Justin Williams said his Kings “certainly weren’t ready for the speed of their wingers.”
We’re not sure if those two opinions mesh — if the Kings knew the Rangers were fast, shouldn’t they have been ready? — but that’s not really important. After Game 1, everyone should be on the same page now. The key for Los Angeles will be how it handles that New York speed going forward.
“Just don’t turn the puck over,” said Kings forward Mike Richards. “We gave them short ice to work with all night. When you turn the puck over at the blue line, everyone’s out of position and they’re coming at us with a lot of speed. So it’s just managing the puck better.”
Kyle Clifford had a similar, simple solution — get pucks deep and don’t allow the Rangers’ forwards to “have a transition game.”
The key for New York, meanwhile, will be to keep finding ways to get its speedsters the puck, with the opportunity to turn on the jets.

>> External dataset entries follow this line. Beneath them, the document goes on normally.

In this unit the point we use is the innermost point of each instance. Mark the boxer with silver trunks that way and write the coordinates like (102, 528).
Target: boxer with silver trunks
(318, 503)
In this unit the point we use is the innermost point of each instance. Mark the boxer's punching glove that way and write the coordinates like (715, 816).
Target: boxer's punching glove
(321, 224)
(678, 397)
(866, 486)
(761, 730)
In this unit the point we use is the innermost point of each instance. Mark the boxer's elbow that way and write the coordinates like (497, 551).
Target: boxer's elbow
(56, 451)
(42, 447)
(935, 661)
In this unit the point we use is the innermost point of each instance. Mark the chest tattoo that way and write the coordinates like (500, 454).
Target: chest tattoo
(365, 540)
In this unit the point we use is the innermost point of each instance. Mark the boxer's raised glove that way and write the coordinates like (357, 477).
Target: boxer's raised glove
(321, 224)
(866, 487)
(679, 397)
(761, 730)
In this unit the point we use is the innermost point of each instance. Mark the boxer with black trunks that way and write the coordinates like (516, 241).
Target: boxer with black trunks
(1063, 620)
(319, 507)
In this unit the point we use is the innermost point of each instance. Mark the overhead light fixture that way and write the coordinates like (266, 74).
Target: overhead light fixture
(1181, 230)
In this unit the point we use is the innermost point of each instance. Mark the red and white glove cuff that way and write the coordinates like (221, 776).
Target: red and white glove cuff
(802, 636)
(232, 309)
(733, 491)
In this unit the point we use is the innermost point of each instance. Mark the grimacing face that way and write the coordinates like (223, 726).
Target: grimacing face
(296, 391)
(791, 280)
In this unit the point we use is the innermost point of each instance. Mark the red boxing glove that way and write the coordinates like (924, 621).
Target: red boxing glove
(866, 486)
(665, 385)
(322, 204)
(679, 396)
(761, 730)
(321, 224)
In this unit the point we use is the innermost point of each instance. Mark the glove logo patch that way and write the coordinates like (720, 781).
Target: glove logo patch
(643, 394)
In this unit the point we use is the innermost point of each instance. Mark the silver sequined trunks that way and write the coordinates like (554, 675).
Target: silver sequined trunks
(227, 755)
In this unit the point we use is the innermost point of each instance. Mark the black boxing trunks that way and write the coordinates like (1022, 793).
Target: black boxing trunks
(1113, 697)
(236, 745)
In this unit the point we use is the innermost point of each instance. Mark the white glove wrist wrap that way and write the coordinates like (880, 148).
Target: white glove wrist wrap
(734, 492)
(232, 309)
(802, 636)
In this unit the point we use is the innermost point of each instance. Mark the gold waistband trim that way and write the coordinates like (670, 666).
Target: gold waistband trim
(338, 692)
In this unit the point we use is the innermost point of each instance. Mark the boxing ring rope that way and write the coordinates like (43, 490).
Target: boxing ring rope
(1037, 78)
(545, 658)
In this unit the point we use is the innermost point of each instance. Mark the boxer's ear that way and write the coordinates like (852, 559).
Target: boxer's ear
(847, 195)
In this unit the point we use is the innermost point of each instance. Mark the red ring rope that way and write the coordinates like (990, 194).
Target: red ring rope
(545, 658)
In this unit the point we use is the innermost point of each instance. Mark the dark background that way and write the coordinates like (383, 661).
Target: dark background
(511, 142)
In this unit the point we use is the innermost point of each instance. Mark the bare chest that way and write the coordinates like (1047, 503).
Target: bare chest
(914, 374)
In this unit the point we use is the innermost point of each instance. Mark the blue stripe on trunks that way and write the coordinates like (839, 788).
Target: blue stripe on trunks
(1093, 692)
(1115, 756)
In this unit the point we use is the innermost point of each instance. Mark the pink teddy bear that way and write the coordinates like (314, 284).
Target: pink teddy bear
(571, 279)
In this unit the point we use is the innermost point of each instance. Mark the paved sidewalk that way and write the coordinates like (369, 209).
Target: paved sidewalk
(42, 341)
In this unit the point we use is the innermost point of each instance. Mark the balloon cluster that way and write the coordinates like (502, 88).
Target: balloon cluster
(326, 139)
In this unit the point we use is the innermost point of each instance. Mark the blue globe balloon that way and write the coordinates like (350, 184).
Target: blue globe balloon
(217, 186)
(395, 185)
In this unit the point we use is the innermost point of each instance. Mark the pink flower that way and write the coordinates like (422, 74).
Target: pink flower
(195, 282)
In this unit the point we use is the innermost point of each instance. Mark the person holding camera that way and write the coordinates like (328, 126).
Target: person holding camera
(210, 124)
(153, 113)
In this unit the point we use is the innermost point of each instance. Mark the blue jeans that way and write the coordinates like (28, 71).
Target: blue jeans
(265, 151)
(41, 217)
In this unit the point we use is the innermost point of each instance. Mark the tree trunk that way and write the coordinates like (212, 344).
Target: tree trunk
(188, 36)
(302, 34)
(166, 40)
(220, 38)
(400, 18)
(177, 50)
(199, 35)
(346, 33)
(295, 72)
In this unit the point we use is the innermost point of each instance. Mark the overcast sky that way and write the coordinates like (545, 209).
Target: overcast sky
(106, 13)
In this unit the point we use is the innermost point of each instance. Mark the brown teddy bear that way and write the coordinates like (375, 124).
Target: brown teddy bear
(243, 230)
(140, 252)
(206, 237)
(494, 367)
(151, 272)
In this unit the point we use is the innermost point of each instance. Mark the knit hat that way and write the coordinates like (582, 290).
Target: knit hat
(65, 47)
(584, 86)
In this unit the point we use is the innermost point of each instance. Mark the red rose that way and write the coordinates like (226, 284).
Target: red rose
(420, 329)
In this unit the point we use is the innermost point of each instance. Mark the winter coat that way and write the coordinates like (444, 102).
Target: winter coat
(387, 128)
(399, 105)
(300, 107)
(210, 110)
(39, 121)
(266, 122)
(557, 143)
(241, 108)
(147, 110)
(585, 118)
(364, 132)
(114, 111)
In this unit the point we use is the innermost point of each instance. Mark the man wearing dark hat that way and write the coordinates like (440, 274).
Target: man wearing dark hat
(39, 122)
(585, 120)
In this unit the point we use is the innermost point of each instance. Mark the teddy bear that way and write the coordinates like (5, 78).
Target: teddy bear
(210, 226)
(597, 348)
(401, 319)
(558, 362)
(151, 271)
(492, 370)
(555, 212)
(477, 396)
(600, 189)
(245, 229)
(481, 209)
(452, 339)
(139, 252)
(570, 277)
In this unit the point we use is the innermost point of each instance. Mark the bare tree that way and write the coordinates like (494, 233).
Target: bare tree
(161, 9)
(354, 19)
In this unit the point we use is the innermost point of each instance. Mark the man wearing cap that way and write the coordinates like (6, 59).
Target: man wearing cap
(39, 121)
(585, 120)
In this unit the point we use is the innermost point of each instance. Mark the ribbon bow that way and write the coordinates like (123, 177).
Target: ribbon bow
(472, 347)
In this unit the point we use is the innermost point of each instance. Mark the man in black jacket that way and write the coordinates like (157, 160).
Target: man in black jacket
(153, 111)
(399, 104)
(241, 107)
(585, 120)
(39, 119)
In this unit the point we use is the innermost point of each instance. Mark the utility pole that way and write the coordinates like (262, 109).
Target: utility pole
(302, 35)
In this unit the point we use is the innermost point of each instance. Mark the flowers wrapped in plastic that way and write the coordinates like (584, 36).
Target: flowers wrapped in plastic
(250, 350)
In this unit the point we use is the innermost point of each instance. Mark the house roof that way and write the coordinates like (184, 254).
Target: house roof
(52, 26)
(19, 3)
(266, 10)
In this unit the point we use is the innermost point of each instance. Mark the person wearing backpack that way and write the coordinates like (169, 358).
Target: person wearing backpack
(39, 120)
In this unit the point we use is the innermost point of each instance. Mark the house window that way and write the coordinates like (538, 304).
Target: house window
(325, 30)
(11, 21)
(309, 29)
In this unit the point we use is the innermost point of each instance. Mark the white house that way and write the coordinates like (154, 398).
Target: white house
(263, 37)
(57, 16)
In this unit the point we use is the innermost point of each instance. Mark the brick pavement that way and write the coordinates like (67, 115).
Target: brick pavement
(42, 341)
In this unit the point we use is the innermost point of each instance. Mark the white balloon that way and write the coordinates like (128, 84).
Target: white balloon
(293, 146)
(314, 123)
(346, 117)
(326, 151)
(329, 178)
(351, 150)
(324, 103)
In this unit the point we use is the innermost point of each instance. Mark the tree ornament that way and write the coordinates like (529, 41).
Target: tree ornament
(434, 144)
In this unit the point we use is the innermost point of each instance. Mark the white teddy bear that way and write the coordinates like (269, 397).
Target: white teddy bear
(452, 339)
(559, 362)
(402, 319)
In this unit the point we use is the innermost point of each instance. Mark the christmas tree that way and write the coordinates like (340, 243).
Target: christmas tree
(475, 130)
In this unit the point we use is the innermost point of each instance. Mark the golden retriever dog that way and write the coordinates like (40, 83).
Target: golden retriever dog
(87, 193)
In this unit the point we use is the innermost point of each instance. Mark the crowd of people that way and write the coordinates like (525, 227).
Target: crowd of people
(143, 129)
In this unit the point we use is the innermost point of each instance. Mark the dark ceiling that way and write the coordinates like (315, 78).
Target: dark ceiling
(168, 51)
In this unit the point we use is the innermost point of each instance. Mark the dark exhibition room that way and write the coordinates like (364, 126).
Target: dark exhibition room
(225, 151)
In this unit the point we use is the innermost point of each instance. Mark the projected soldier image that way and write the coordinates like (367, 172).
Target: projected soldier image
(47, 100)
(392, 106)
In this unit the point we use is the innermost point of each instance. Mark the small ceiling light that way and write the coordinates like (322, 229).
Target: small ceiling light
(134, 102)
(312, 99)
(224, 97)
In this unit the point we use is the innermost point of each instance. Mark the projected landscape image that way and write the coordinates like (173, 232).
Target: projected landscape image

“I think we played with a lot of speed and we created a lot of chances,” said one of those speedsters, Carl Hagelin. “Although we might not have had that many shots, but the chances we had were pretty good chances. If you can continue creating a lot of chances, we’re going to have a good chance [at winning the series].”
Hagelin, in fact, had a great opportunity to get the Rangers a victory in Game 1, only to be stopped on a late breakaway by Jonathan Quick.
“There could have been a lot of storylines tonight,” said Williams, the overtime hero for L.A. “They had a breakaway in the end of the third period that Quick made a great save on, [or] we wouldn’t be sitting here right now.”